Coronavirus : la vie quotidienne chamboulée


Vie quotidienne / mardi, mars 17th, 2020

Ce lundi, du fait des annonces de confinement, les habitants de la vallée ont saisi que le quotidien allait être chamboulé.

Cela s’est vérifié dans les supermarchés, avec des rayons vidés des produits de première nécessité. A quelques heures avant l’allocution du Président de la République, les grandes surfaces ont du contrôler le flux des entrées afin de faire respecter les périmètres de sécurité.

Il est vrai que le flou des mesures de l’État n’aide pas à endiguer cette pagaille. Pire, il a contribué à des comportements irresponsables à l’encontre de toute discipline collective. Ce fut le cas ce dimanche 16 janvier au lac de Passy, entre autre, où de nombreuses personnes se sont baladés comme si de rien n’était.

Mais justement il y a bien quelque chose qui se passe et le réel s’impose toujours plus dans un quotidien qui est dérangé.

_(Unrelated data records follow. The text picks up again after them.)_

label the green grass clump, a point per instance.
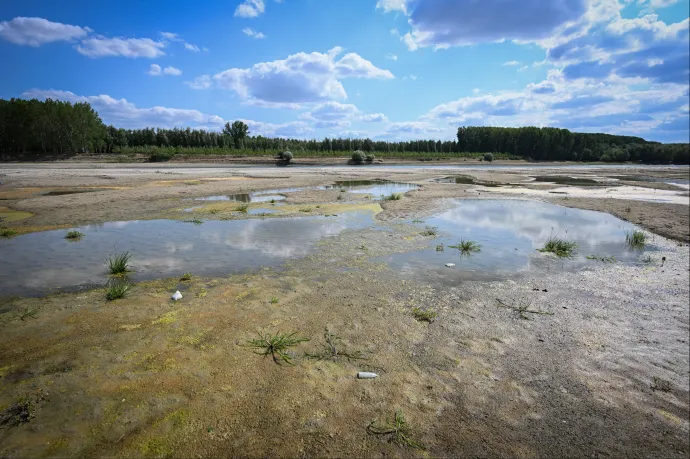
(423, 316)
(117, 289)
(276, 345)
(635, 239)
(430, 230)
(466, 247)
(119, 264)
(602, 259)
(74, 235)
(560, 247)
(398, 430)
(7, 233)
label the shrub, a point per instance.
(358, 156)
(119, 264)
(160, 157)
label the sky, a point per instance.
(383, 69)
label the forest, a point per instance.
(33, 129)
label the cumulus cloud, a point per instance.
(444, 23)
(253, 33)
(127, 47)
(38, 31)
(300, 78)
(614, 106)
(374, 118)
(122, 113)
(250, 9)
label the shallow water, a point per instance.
(510, 232)
(37, 263)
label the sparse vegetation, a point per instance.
(636, 239)
(430, 230)
(398, 430)
(276, 345)
(332, 351)
(467, 247)
(603, 259)
(358, 156)
(74, 235)
(424, 316)
(119, 264)
(562, 248)
(8, 233)
(117, 288)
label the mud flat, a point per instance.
(507, 351)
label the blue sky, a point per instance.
(385, 69)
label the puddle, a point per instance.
(377, 188)
(572, 181)
(35, 264)
(510, 232)
(64, 192)
(246, 197)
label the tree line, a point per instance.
(55, 127)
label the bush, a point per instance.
(358, 156)
(159, 157)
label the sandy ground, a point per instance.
(601, 370)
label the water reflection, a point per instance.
(36, 263)
(509, 232)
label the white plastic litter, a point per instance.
(366, 375)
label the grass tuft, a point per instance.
(8, 233)
(636, 239)
(276, 345)
(467, 247)
(117, 288)
(119, 264)
(398, 430)
(74, 235)
(560, 247)
(423, 316)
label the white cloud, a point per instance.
(38, 31)
(250, 9)
(374, 118)
(300, 78)
(444, 23)
(392, 5)
(122, 113)
(127, 47)
(154, 70)
(253, 33)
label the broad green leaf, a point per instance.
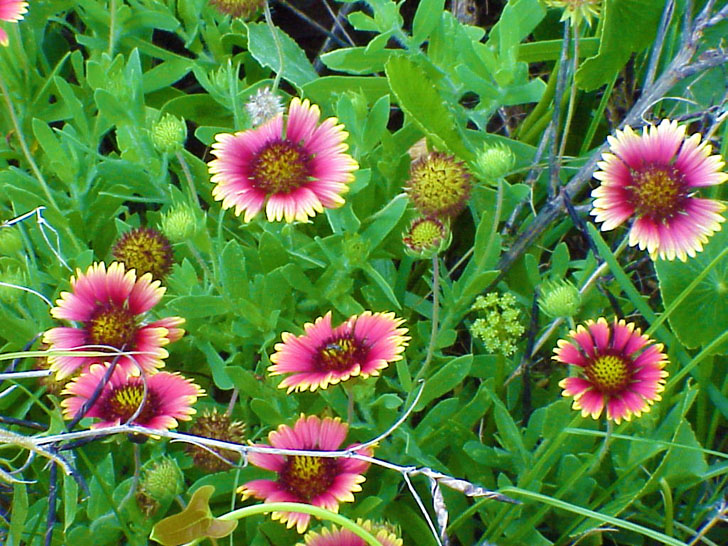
(199, 306)
(707, 300)
(445, 379)
(426, 18)
(296, 67)
(217, 367)
(70, 501)
(19, 512)
(418, 98)
(628, 26)
(357, 60)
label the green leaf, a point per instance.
(199, 306)
(426, 18)
(70, 501)
(419, 99)
(628, 26)
(707, 272)
(446, 379)
(383, 222)
(510, 434)
(194, 522)
(217, 367)
(19, 513)
(376, 124)
(296, 67)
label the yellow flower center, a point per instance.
(657, 191)
(439, 185)
(339, 355)
(609, 373)
(123, 401)
(281, 167)
(145, 250)
(113, 326)
(308, 477)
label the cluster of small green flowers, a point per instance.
(498, 327)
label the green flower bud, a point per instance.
(559, 299)
(494, 162)
(169, 134)
(426, 237)
(262, 106)
(10, 241)
(239, 8)
(162, 479)
(179, 224)
(11, 275)
(498, 326)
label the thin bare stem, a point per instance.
(277, 42)
(572, 97)
(434, 317)
(554, 158)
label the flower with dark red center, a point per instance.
(386, 535)
(426, 237)
(169, 397)
(652, 177)
(145, 250)
(362, 346)
(109, 305)
(319, 481)
(439, 185)
(11, 11)
(239, 8)
(295, 171)
(619, 368)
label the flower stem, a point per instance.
(320, 513)
(435, 316)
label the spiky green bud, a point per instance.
(11, 241)
(162, 479)
(179, 224)
(559, 299)
(498, 325)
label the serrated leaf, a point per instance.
(426, 18)
(419, 99)
(707, 300)
(296, 67)
(627, 26)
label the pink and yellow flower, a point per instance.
(652, 177)
(384, 533)
(319, 481)
(360, 347)
(11, 11)
(109, 304)
(295, 171)
(168, 397)
(619, 368)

On le voit aussi dans le rapport au travail. Des usines comme Dynastar, la Somfy, et sûrement d’autres sont fermés pour au moins quinze jours. Cela est dû au fait que les fournitures n’arrivent plus ou qu’il y a des cas de Covid-19 en leur sain.

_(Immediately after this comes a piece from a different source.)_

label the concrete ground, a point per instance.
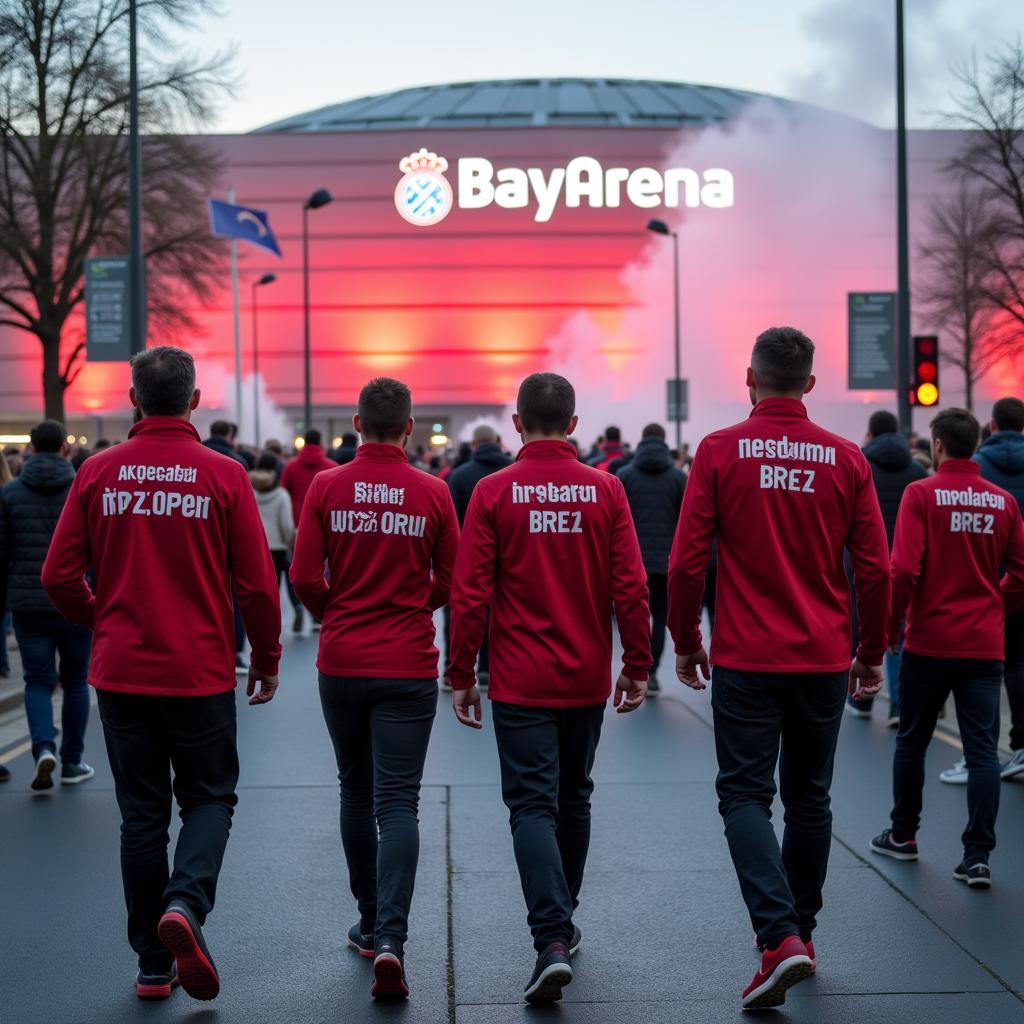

Mais le problème est que la gestion de l’État est floue, avec des mesure au coup par coup. Les grandes entreprises automobiles comme PSA, Renault, Ford, etc., ont fermé en France. Alors qu’elles sont les donneurs d’ordre d’une grande partie du décolletage, celui-ci ne réagit pas de manière collective et coordonnée.

Cela est strictement impossible dans une société dominée par le libéralisme où c’est le « je-fais-ce-que-je-veux » qui prime. En effet, on constate des configurations diverses et variées dans les usines et les entreprises locales :

  • On peut avoir un cas de Covid-19 dans une entreprise qui n’est pas dépisté car présentant des symptômes bénins et tout continue,
  • On a des cas avérés où seul le cas est isolé et l’entreprise continue de tourner
  • On a des entreprises où un cas avéré entraîne la fermeture de l’entreprise
  • On a des « cas contact » qui n’entraînent pas le confinement de la personne qui continue à travailler alors que cela va à l’encontre des préconisations.

Il y a donc une méfiance légitime de la part des travailleurs envers l’idée d’aller au travail alors que restaurants, établissements scolaires, commerces non alimentaires sont fermés et que le mot d’ordre général est de rester chez soi.

Dans ce climat, le discours d’Emmanuel Macron d’hier soir sonne creux. Les gens ont fait n’importe quoi ces derniers jours et…

… on ne risque qu’une amende de 38 euros (au pire de 135 euros). Il suffit de remplir un papier soi-même pour circuler alors qu’il n’y a dans le même temps aucune mesure de fermeture stricte des entreprises non indispensables à la vie.

La situation devient catastrophique. Car s’il y a 6 333 cas détectés, un simple calcul laisse penser que ce nombre est plus élevé (il y a aussi les cas sans symptômes). La société est dans la pagaille et l’État n’assure pas une application ferme du principe de confinement.

La vie quotidienne est bouleversée par la crise sanitaire du coronavirus et le libéralisme n’est absolument pas à la hauteur de l’enjeu. Reste à savoir ce qui va réellement sortir de ce chamboulement du quotidien dans les jours et les semaines à venir.